Reading about the widespread belief in an afterlife got me thinking in another direction entirely. I started wondering what a society might look like if it did not believe in an afterlife. How would the denial of immortality affect everyday life? I let my imagination run, and came up with the following conclusions. For the sake of a convenient label (and with apologies to Samuel Butler, author of Erehwon), I’ll call my mythical society Acirema.
- Aciremans value youth above all else. Since for them nothing exists beyond life on Earth, only youth can represent hope. They have no other future to look forward to. As a result, anything preserving the illusion of youthfulness flourishes. Sports is a national obsession. Magazine covers present wrinkle-free faces and gorgeous bodies. The bestselling videotapes feature alluring women in their forties who demonstrate exercises that, if followed faithfully, will make you look a decade younger.
- Naturally, Aciremans do not value old age, for elderly people offer a distasteful reminder of the end of life. Unlike young people, they can never represent hope. The Acireman health industry promotes skin creams, cosmetic surgery, and many other elaborate means to mask the effects of aging, the prelude to death. In especially callous parts of Acirema, citizens even confine the elderly to their own housing, shut away from the general populace.

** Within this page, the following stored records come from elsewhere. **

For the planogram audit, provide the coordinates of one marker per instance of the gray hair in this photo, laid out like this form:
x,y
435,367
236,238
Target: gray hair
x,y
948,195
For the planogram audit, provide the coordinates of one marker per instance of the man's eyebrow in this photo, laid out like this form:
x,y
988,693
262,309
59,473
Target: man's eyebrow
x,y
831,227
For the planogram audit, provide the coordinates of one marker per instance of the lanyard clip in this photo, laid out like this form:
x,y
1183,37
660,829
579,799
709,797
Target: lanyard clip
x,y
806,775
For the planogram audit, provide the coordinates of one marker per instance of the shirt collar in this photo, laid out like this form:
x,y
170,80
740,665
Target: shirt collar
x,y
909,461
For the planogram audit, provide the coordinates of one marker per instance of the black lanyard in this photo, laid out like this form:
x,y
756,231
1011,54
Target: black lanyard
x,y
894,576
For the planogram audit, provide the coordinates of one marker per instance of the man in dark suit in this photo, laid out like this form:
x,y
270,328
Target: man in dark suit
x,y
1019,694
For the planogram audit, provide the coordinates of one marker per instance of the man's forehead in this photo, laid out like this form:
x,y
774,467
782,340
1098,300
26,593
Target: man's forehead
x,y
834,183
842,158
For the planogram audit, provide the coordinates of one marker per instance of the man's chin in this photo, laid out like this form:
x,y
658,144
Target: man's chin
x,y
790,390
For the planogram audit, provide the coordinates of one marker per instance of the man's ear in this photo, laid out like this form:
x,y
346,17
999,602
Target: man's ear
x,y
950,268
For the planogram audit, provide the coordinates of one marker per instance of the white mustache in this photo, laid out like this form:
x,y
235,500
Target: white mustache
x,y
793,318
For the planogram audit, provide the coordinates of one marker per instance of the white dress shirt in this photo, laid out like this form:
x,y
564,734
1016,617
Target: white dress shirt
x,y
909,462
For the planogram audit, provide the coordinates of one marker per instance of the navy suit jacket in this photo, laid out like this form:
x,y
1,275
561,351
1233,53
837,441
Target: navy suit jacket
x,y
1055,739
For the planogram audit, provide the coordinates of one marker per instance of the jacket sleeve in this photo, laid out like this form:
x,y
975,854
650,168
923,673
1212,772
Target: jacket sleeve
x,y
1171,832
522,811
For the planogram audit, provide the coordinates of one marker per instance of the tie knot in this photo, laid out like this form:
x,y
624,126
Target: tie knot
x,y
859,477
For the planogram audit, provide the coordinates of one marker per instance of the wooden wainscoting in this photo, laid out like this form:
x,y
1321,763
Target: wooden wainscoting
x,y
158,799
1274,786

- Acirema emphasizes “image” rather than “substance.” The practices of dieting, exercise, and body-building, for example, attain the status of pagan worship rites. A well-formed body visibly demonstrates achievement in this world, whereas nebulous inner qualities—compassion, self-sacrifice, and humility—merit little praise. As a side effect, a disabled or disfigured person, regardless of that individual’s personal character, has great difficulty competing in Acirema.
- Acireman religion focuses exclusively on how one fares in the here and now, for there is no reward system after death. Those Aciremans who still believe in a deity look for God’s approval in terms of good health and prosperity on Earth.

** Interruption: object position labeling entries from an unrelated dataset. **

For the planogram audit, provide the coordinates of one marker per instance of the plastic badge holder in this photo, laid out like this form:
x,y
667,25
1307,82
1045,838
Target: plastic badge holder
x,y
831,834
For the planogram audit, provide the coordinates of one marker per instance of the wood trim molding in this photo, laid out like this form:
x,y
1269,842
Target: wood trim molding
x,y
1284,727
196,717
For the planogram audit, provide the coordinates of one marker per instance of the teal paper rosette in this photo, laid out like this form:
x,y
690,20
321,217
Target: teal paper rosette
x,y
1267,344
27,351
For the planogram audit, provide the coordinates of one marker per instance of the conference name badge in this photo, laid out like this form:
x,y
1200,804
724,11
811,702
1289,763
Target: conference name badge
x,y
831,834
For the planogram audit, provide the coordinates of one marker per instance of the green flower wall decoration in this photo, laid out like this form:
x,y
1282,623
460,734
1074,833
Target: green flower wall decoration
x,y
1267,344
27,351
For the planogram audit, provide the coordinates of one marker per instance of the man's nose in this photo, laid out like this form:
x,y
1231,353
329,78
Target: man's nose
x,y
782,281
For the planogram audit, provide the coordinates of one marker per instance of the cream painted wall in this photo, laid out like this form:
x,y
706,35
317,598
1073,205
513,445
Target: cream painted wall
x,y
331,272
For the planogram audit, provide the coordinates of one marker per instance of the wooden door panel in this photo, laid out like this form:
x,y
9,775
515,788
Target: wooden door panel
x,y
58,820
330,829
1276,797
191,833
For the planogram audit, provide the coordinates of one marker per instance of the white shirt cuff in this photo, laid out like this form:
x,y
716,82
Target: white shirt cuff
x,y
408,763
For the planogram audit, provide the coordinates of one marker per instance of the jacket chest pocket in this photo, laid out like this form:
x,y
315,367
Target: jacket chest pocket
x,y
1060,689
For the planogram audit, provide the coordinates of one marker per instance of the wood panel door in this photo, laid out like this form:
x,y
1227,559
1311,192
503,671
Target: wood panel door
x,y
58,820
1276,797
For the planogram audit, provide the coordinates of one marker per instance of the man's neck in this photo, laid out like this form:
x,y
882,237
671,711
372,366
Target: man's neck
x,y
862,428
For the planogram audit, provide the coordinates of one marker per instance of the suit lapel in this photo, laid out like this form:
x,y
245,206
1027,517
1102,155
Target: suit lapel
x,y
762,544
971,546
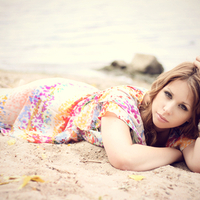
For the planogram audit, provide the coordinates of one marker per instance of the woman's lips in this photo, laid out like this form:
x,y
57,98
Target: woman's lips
x,y
161,118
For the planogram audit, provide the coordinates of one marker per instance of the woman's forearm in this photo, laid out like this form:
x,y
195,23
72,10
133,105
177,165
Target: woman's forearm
x,y
140,158
192,156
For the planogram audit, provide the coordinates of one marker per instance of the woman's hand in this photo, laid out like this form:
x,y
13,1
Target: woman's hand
x,y
125,155
197,62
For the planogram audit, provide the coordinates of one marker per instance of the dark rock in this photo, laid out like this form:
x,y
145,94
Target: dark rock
x,y
146,64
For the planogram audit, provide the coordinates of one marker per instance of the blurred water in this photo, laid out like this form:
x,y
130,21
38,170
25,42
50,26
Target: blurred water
x,y
74,36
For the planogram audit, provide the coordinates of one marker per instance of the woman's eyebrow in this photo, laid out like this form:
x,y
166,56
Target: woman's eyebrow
x,y
182,102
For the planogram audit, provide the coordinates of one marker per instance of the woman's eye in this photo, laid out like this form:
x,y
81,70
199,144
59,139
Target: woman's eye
x,y
183,107
168,94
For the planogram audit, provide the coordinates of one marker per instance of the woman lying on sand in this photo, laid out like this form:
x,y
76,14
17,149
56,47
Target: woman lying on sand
x,y
140,129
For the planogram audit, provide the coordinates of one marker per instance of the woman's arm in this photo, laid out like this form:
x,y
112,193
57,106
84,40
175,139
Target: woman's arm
x,y
197,62
192,156
124,155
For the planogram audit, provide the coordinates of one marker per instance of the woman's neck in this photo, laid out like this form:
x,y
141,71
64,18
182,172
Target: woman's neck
x,y
162,137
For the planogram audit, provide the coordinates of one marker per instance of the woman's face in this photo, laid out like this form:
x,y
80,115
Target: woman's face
x,y
172,106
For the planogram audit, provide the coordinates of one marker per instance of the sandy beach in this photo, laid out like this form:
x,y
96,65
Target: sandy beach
x,y
82,170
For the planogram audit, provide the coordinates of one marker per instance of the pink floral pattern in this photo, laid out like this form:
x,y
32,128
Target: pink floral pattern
x,y
61,111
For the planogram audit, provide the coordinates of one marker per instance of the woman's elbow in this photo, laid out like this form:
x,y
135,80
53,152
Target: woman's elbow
x,y
123,163
194,168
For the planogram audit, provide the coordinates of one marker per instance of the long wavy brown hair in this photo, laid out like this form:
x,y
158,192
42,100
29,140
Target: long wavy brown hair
x,y
185,71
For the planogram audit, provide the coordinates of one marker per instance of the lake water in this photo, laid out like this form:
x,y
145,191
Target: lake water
x,y
75,36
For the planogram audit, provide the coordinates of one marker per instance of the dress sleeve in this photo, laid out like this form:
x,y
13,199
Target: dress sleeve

- Recently, crime has taken a turn toward the grotesquely violent and bizarre. In other primitive societies, citizens grow up with a vague fear of eternal judgment hanging over them, but Aciremans have no such deterrents to deviant behavior.
- Aciremans spend billions of dollars to maintain elderly bodies on life-support systems while at the same time they strongly encourage the abortion of fetuses. This is not as paradoxical as it seems, for Aciremans believe that human life begins at birth and ends at death.
- Until recently, Acireman psychologists had to treat their patients’ atavistic reactions of fear and anger in the face of death. New techniques, however, have shown promise in overcoming such primal instincts. Aciremans are now taught to view “acceptance” as the most mature response to the perfectly natural state of death. Scholars devalue ancient attitudes about dying a “noble” or confrontational death. For Aciremans, the ideal death is a peaceful departure during sleep.
- Acireman scientists are still working to eliminate the problem of death. In the meantime, most deaths take place in the presence of trained professionals, in a sealed-off area. To lessen the shock, euphemisms such as “passing” and “going on” are substituted for the inelegant word “death.” And all ceremonies accompanying death play down its discontinuity from life. Corpses are preserved chemically and stored in airtight, leak-proof containers.
Just thinking about such a society gives me the creeps. I sure am glad I live in the good ol’ U.S.A., where, as George Gallup assures us, a full 90 percent of the population believe in an afterlife.